Memperhatikan kedua ketentuan pasal tersebut yang mengatur dasar status hak milik secara eksplisit satu – satunya subjek hukum yang dapat memiliki hak kepemilikan atas tanah adalah subjek hukum yang berstatus kewarganegaraan Indonesia (WNI), jika menggunakan interpretasi a contrario bahwa subjek hukum berstatus kewarganegaraan asing tidak diberikan oleh negara mempunyai kepemilikian hak atas tanah, tentu praktik tersebut adalah merupakan penyeludupan hukum yang memiliki resiko tinggi akan timbul permasalahan hukum yang merugikan negara dalam arti luas karena peruntukan tanah sesuai dengan UUD 1945, UUPA dan Undang – Undang Perpajakan menyimpang yang mempengaruhi sektor multidimensional khususnya sektor ekonomi karena tanah adalah main resource dalam melakukan perniagaan dan aktivitas ekonomi lainnya. Selain itu juga merugikan pihak WNA karena tidak ada perlindungan hukum terhadap hak – hak keperdataannya atas perjanjian nominee tersebut yang akhirnya menjadi ruang terjadinya kejahatan pertanahan.
Eksistensi Perjanjian Nominee ditinjau dari segi keperdataan didasarkan pada asas kebebasan berkontrak sebagaimana diatur dalam Pasal 1338 Ayat (1) KUHPerdata.

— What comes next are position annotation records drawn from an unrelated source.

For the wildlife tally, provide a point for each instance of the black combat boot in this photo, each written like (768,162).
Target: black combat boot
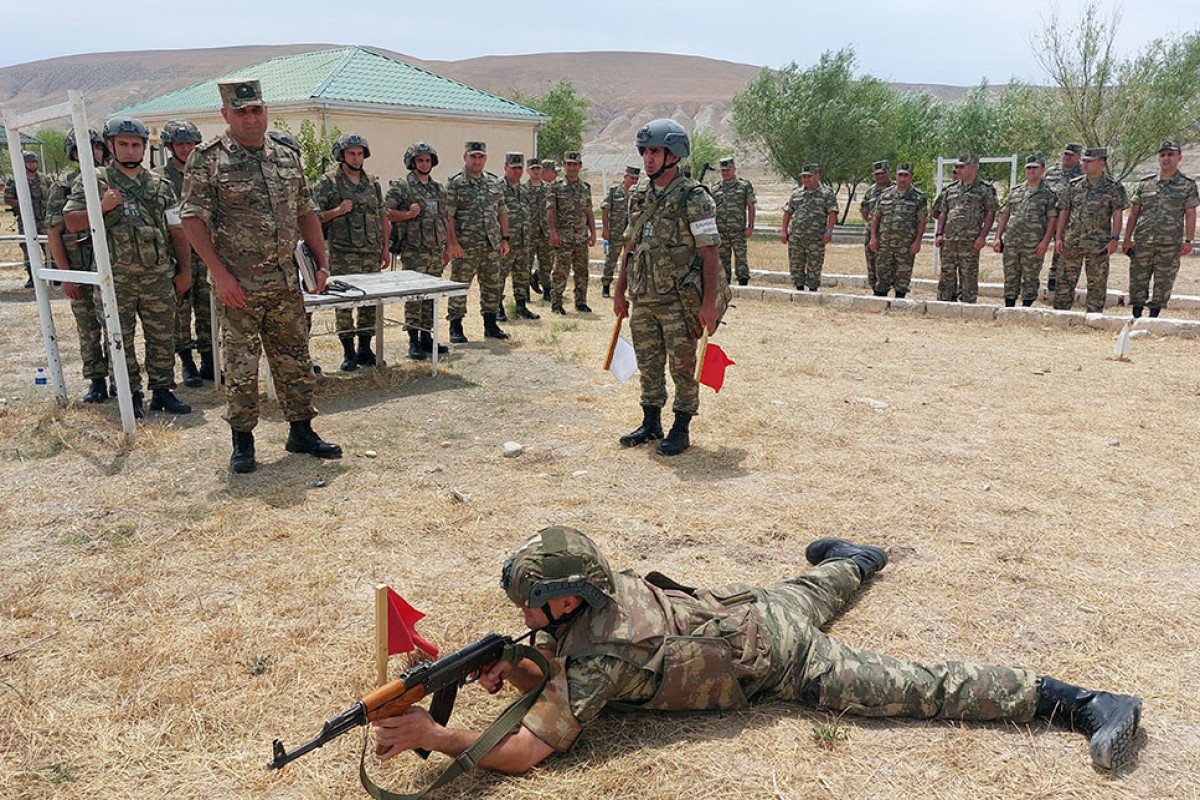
(677,437)
(163,400)
(491,330)
(1109,721)
(97,391)
(243,458)
(867,558)
(365,355)
(191,374)
(523,310)
(648,431)
(349,356)
(301,438)
(414,346)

Meskipun asas kebebasan berkontrak membolehkan orang untuk melakukan perjanjian apapun dan dengan siapapun, akan tetapi perjanjian yang dibuat tersebut harus tetap memenuhi syarat-syarat sahnya perjanjian sebagaimana diatur dalam Pasal 1320 KUHPerdata yang mensyaratkan perjanjian harus memenuhi empat syarat yaitu :
Pada syarat causa yang halal, sesuai ketentuan pasal 1335 dan 1337 KUHPerdata suatu perjanjian tidak boleh bertentangan dengan undang-undang, kepatutan, kesusilaan dan ketertiban umum.
Bahwa kemudian Mahkamah Agung RI melalui SEMA No.10 Tahun 2020 menyatakan “Pemilik sebidang tanah adalah pihak yang namanya tercantum dalam sertifikat, meskipun tanah tersebut dibeli menggunakan uang/harta/aset milik WNI/Pihak Lain”.
Dengan perumusan hukum tersebut, maka yang dianggap secara hukum sebagai pemilik tanah yang didasarkan pada perjanjian pinjam nama kepemilikan tanah adalah WNI yang namanya terdaftar dalam Sertifikat Hak Milik (SHM). WNA yang telah mengeluarkan uang atau dana pembelian tanah, apabila suatu saat terjadi sengketa dimana WNI yang dipinjam dan namanya terdaftar dalam sertifikat mempermasalahkan atau mengklaim kepemilikan tanah, maka dengan mendasarkan pada SEMA, pengadilan akan menyatakan WNI yang namanya terdaftar dalam sertifikat selaku pemilik tanah.